Jack was intrigued by that. He was the head of Bowen’s flight department—did that make him senior to most of the line officers?
“But in the fighting organization, the line of command goes down through the bridge watchkeepers. So if something happened to the captain and the XO, if you’ll pardon me, sir”— John nodded to Lieutenant Perry at the head—“then the senior watchkeeper takes command.” He glanced up and down the table, populated mostly by subbies and non-line officers. “So if we here at this table were the only officers left alive, then I’d be in command.”
“Not quite,” Perry commented.
“Sir?”
“You forgot about Sublieutenant Kane.”
John laughed. “My apologies. The line of command goes captain—XO—bull sub. Then the rest of us scrap it out below that.” He gestured down the table to where Thomas was eating in silence. “My respects, Mr. Kane.”
Amid the scattered laughter the XO put down his utensils.

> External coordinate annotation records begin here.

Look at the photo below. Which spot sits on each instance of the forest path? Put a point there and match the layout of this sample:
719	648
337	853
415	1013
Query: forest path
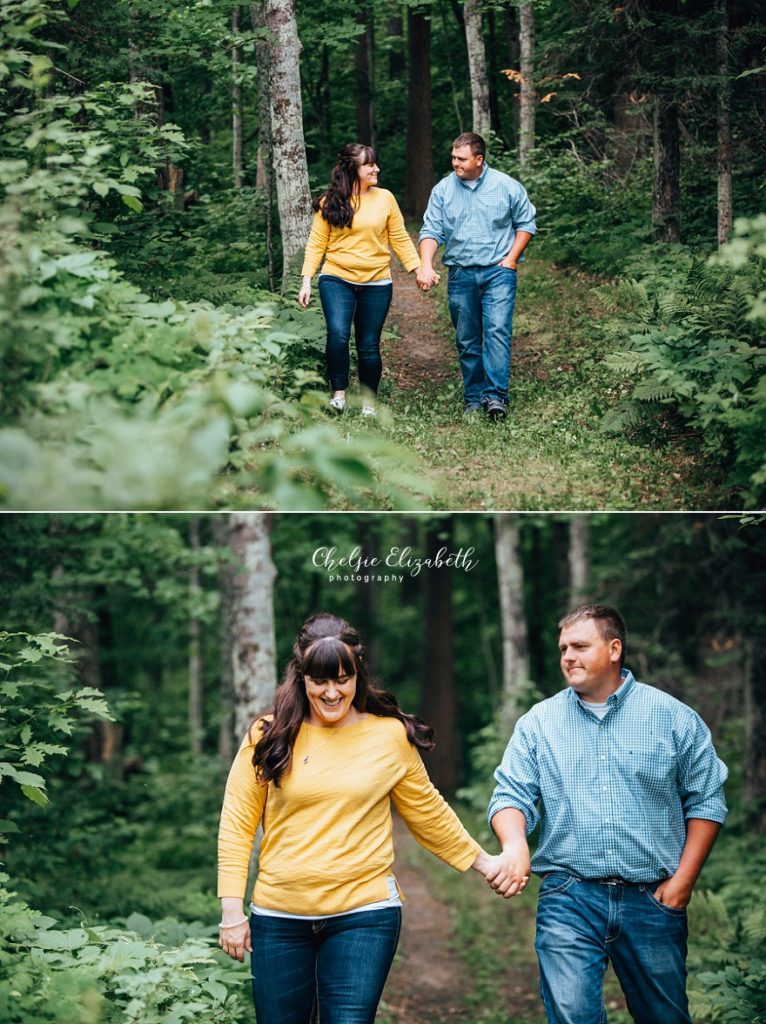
429	982
551	452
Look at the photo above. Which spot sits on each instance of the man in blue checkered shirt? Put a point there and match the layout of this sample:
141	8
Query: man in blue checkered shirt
629	790
484	220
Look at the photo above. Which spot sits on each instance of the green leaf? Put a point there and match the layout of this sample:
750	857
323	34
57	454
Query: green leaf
36	796
133	204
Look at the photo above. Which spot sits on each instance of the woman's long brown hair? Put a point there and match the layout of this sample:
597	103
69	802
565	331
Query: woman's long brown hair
326	648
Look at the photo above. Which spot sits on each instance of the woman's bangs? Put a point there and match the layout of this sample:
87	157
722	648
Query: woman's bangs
329	659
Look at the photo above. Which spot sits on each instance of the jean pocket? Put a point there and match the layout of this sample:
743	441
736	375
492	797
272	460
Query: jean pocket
555	882
672	911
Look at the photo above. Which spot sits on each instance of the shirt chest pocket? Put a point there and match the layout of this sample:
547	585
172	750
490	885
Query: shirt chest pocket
651	766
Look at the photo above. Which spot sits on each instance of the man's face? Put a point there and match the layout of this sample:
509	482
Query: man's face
590	665
465	164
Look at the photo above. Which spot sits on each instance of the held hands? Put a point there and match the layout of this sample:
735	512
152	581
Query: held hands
305	292
426	278
507	872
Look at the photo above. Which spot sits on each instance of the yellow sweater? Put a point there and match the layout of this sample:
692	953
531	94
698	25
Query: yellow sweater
327	829
360	253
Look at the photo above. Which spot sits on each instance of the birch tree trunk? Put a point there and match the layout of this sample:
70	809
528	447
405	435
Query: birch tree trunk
226	736
293	196
578	559
195	645
237	161
527	94
253	647
264	179
512	616
365	77
438	701
725	208
477	68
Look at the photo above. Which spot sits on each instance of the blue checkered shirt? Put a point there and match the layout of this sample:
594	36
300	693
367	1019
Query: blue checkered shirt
613	795
477	225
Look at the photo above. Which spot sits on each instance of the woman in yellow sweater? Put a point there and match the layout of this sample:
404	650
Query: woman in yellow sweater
321	774
354	224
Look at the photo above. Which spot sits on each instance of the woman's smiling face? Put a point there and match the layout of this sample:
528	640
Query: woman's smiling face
331	700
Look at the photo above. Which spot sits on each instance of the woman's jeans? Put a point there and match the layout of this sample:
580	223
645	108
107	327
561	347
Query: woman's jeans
481	301
366	306
581	925
342	962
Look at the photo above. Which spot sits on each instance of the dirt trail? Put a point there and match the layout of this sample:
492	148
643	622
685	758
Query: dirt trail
427	981
420	355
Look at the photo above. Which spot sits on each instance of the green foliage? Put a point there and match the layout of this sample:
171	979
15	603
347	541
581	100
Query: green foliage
101	975
35	711
691	347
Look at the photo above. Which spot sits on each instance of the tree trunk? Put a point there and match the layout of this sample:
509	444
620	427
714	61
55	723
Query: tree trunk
226	736
237	161
253	650
439	699
264	179
512	615
725	209
754	760
395	29
667	190
493	73
419	175
293	196
512	34
578	559
365	78
477	68
527	95
195	644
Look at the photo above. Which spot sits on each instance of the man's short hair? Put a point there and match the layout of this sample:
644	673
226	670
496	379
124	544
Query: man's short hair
609	624
475	141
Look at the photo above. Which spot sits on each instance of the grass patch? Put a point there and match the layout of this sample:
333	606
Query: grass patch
551	452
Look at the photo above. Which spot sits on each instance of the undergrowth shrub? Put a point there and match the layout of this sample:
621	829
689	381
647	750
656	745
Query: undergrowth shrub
692	345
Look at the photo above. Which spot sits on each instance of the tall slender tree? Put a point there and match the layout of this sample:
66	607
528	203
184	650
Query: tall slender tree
527	96
253	646
512	614
291	168
419	171
477	68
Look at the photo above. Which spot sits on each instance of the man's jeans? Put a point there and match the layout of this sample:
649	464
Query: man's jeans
366	306
344	962
481	301
581	925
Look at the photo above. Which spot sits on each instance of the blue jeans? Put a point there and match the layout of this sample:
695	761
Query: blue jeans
581	925
481	301
342	963
366	306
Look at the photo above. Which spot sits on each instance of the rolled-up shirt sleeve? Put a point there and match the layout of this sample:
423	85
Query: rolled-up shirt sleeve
522	211
433	221
517	777
700	772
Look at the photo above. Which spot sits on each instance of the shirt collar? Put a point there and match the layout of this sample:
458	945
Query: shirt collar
615	698
477	181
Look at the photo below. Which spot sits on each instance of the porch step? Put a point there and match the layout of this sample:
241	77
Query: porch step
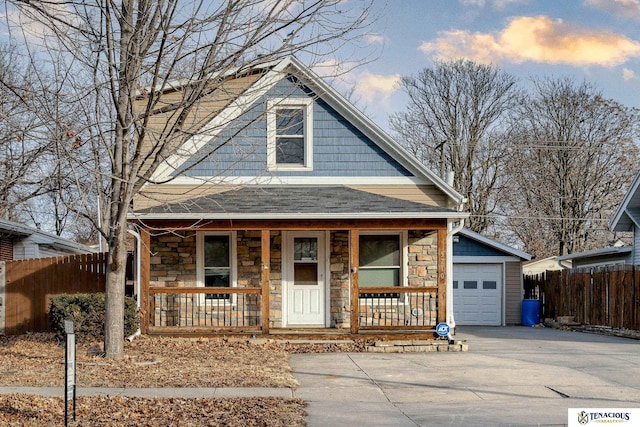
417	346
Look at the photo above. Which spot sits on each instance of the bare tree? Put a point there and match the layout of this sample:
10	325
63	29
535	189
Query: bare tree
21	145
573	154
453	122
120	51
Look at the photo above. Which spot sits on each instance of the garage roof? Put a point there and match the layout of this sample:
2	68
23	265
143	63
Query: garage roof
494	244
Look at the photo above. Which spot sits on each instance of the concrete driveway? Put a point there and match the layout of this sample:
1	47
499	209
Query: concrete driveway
516	376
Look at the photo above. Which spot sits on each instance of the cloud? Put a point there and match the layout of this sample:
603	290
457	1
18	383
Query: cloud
496	4
373	86
358	84
536	39
373	38
623	8
628	74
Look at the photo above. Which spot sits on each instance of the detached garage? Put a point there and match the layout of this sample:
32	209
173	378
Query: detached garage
487	281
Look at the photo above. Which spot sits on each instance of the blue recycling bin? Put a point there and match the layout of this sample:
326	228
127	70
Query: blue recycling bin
530	312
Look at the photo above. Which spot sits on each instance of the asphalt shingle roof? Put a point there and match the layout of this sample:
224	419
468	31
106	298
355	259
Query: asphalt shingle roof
282	200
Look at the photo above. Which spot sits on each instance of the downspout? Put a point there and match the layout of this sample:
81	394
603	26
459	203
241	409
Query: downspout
453	228
136	235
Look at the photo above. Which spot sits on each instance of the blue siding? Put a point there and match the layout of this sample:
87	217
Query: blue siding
469	247
339	149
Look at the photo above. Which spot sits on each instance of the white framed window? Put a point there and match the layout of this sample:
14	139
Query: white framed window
290	134
216	262
381	261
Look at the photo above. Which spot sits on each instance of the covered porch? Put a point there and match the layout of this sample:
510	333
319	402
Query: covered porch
267	260
273	286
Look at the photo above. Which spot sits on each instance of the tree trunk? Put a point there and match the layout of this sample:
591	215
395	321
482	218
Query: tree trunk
114	316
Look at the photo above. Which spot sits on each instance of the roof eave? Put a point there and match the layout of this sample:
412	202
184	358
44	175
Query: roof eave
296	215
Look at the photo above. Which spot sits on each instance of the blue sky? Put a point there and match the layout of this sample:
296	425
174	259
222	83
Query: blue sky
593	40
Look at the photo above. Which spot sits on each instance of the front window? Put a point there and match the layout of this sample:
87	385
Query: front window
215	266
289	134
380	262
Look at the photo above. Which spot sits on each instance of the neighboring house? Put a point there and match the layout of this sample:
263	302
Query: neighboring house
311	217
600	258
20	242
627	218
538	266
488	283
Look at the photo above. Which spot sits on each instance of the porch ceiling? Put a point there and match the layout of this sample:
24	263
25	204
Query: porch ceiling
295	202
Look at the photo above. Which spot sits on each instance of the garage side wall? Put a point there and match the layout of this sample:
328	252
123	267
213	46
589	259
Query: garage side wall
513	292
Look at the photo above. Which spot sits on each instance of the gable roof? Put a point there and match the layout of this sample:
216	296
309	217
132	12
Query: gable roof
628	213
296	202
494	244
623	251
277	71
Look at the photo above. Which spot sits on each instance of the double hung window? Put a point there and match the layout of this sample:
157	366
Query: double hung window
380	262
215	262
289	134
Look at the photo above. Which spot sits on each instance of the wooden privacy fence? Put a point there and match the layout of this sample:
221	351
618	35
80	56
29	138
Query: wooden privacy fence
29	285
593	297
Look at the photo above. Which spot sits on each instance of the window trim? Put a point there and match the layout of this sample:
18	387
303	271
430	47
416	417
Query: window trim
233	267
403	234
306	104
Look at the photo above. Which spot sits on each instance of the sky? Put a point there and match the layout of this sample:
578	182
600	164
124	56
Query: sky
597	41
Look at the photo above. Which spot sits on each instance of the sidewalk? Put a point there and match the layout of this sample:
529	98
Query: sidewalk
164	392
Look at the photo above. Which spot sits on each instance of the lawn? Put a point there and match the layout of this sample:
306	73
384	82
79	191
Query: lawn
38	360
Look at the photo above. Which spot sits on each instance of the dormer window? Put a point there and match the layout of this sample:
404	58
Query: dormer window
290	134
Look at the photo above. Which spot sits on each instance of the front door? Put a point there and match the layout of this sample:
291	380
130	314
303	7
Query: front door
304	278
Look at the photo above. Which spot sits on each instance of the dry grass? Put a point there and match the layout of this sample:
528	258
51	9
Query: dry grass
38	360
27	410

“No,” Perry said firmly. “In battle the line of command descends through all command-qualified officers first, then through the qualified bridge watchkeepers.”

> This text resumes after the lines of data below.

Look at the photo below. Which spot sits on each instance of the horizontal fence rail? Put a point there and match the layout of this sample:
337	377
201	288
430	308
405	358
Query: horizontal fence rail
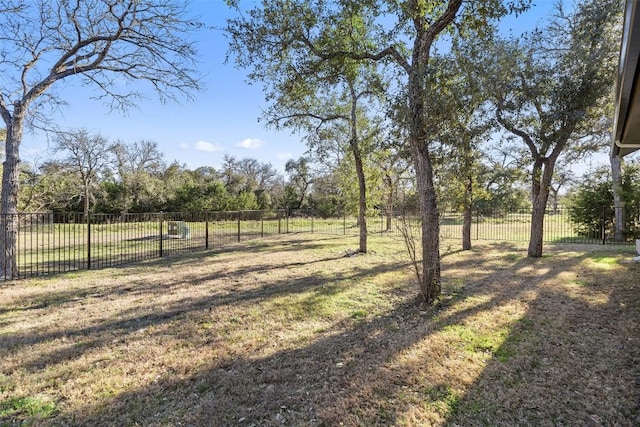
49	243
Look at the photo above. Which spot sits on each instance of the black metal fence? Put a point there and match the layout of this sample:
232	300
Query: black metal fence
48	243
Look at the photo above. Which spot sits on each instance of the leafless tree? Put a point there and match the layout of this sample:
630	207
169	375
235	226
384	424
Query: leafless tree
104	44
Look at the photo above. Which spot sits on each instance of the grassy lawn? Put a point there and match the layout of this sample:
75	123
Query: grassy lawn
294	330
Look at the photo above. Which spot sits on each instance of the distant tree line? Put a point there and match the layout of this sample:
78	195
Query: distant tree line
87	173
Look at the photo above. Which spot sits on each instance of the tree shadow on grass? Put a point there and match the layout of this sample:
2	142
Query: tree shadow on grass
367	370
361	371
572	359
48	297
157	312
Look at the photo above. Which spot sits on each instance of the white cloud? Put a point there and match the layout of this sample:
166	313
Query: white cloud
284	156
207	146
250	144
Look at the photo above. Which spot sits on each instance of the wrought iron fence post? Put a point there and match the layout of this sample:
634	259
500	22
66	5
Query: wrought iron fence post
89	242
161	226
604	225
238	226
279	221
206	230
344	222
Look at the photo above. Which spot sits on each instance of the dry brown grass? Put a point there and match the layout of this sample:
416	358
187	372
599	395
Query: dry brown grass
290	331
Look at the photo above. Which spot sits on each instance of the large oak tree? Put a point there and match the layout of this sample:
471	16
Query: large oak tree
287	38
103	44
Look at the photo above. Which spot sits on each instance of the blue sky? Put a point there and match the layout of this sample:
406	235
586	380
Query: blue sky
223	120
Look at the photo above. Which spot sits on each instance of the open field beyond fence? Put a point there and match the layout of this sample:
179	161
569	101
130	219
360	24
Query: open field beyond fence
296	330
54	243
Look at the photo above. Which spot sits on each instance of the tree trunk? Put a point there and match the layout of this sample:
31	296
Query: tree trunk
362	186
618	203
430	283
9	196
541	182
389	210
362	204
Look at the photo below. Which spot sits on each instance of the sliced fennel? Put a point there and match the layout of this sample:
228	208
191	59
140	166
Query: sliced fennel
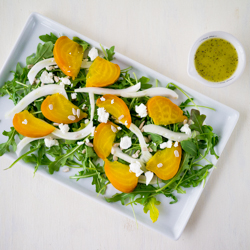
159	91
171	135
103	91
35	94
118	152
145	155
39	66
26	140
155	180
85	64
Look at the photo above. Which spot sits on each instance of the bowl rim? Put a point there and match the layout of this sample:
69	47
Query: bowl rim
192	72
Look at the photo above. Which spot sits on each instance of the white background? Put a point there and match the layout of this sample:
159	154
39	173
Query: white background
37	213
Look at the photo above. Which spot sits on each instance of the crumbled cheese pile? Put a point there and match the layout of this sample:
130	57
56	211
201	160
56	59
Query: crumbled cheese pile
149	175
141	110
186	129
64	128
125	142
65	81
167	144
93	53
135	167
46	77
103	116
49	142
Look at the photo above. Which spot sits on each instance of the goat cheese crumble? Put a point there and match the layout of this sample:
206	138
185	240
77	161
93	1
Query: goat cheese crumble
186	129
93	53
141	110
46	77
49	142
125	142
149	175
73	95
103	116
135	167
64	128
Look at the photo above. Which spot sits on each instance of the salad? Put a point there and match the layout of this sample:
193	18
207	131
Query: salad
75	108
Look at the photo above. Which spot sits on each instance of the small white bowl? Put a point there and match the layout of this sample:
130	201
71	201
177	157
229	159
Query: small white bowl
192	72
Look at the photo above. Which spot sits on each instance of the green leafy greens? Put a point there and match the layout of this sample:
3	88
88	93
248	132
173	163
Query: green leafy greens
68	153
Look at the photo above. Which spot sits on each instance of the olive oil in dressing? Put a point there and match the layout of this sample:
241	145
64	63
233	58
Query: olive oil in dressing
216	60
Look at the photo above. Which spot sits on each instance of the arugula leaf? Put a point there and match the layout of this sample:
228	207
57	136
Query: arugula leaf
198	120
49	38
144	82
155	138
43	51
84	44
190	147
61	160
110	53
4	147
150	206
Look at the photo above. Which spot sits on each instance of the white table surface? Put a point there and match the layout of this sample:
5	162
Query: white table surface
37	213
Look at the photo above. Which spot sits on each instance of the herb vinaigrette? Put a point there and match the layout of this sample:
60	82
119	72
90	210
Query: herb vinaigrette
216	60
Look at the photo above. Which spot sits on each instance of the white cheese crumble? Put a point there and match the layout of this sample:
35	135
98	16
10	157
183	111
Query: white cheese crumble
159	165
141	110
113	128
25	122
125	142
49	68
71	117
149	175
186	129
46	77
66	170
80	143
103	116
120	117
176	153
64	128
73	111
73	95
93	53
135	167
92	131
49	142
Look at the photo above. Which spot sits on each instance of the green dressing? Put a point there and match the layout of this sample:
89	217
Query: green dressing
216	60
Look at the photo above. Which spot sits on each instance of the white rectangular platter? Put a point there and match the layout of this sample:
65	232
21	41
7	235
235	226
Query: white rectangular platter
173	218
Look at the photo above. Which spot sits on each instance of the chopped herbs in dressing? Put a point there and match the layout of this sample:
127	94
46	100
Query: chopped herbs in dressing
216	60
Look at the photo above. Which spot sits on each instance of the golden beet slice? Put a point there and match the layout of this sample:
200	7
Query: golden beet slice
28	125
165	163
57	108
116	107
120	176
163	111
104	138
68	56
102	73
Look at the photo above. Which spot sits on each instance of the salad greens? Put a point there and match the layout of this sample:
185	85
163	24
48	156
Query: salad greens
82	157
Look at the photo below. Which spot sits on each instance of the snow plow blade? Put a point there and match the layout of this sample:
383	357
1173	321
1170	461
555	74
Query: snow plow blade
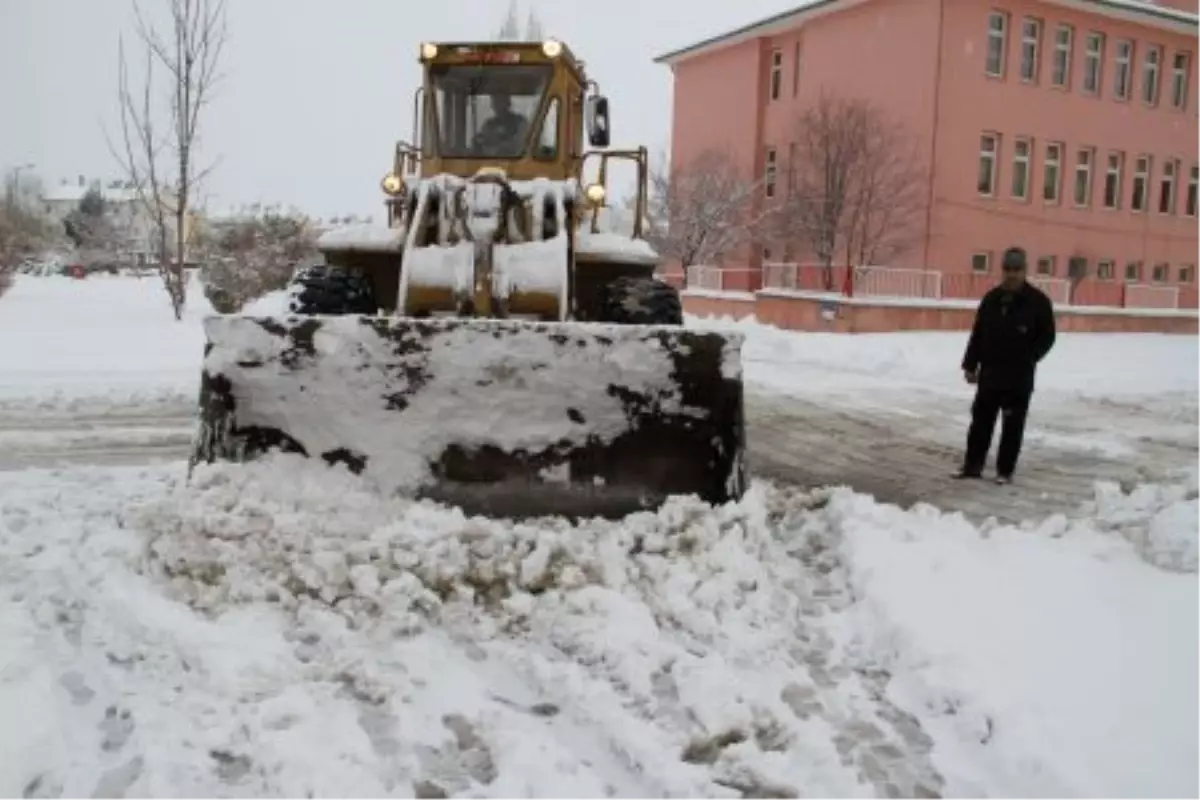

Silence descended. John cast a puzzled look up the table.
“Yes, sir, that’s true…”
“And Sublieutena
nt Kane is, according to official records at least, command qualified.”

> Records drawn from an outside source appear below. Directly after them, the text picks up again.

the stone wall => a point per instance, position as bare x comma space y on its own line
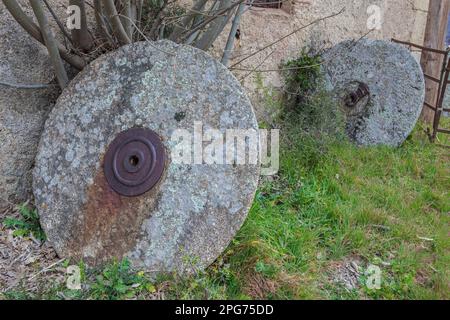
404, 20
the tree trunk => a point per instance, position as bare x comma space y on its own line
435, 33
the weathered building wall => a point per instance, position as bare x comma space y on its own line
401, 19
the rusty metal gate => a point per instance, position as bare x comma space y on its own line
442, 80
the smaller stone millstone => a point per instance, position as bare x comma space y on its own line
111, 127
381, 87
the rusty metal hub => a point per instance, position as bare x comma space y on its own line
356, 95
134, 162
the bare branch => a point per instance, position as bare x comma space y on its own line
81, 37
286, 36
230, 41
26, 85
32, 29
114, 18
50, 43
187, 20
216, 27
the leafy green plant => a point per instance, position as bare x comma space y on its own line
27, 224
302, 76
119, 281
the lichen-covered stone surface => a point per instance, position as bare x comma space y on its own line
194, 211
396, 86
22, 111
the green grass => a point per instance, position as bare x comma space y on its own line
27, 224
387, 206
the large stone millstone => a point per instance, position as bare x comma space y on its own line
188, 218
381, 87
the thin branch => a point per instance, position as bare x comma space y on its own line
288, 35
32, 29
232, 36
178, 30
26, 85
205, 22
50, 43
216, 27
81, 37
114, 18
158, 19
146, 39
58, 22
99, 19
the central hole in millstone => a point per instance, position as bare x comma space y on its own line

Jack watched as half a dozen pairs of eyes whipped around to stare at his old colleague. Thomas didn’t look up, trapping the last vegetables on his plate and popping them into his mouth. The XO returned to his meal with a scowl.
The silence extended into awkwardness.
“So what you’re saying, Shades,” Jack jumped in loudly, “is that most of the time Ashley can kick your ass all she wants.”
John forced a laugh and turned his eyes back to the supply officer.
“Pretty much, Jack. I’d say that’s par for the course.”
The table conversation picked up again on other topics, and Jack forced himself to join in, getting the discussion moving as far away from lines of command as possible.
* * *
Jack stared at the clock on his cabin bulkhead for a third time. He’d almost managed his regulation eight hours of rest after the last sortie, and had intended this morning to get some admin done. Yet somehow he was due at the pre-flight briefing in ten minutes.
Slipping on his boots, he grabbed the warbags from their netting on the back of the cabin door. The emergency vacuum suit folded down easily into a pouch on the belt, next to the power unit and emergency beacon, but the helmet couldn’t be compressed so he clipped it to his hip.
The flats were quiet. Now that Bowen was through the jump gate and patrolling Valhallan space, the crew were focused on their grueling watch routine, and few spent their off-time anywhere other than the mess decks. The stealth threat level was low, so gravity was still activated, but the cruiser was maintaining a constant ASW picket with her four Hawks. Very wise, Jack thought. Stealth ships were known to get very close to inattentive warships, and the first warning would be the detection of a gravi-torpedo seconds from impact.
Still, the captain had ordered that at least some training continue, and today that meant one of the subbies was riding in the Hawk for ASW familiarization. Jack walked aft from his cabin and knocked on the door of Club Sub. He opened the door, bracing for the smell typical of a junior officer mess. To his surprise, he was greeted by a pleasant, clean fragrance and a huddle of subbies gathered on the pair of couches just forward of the bunks.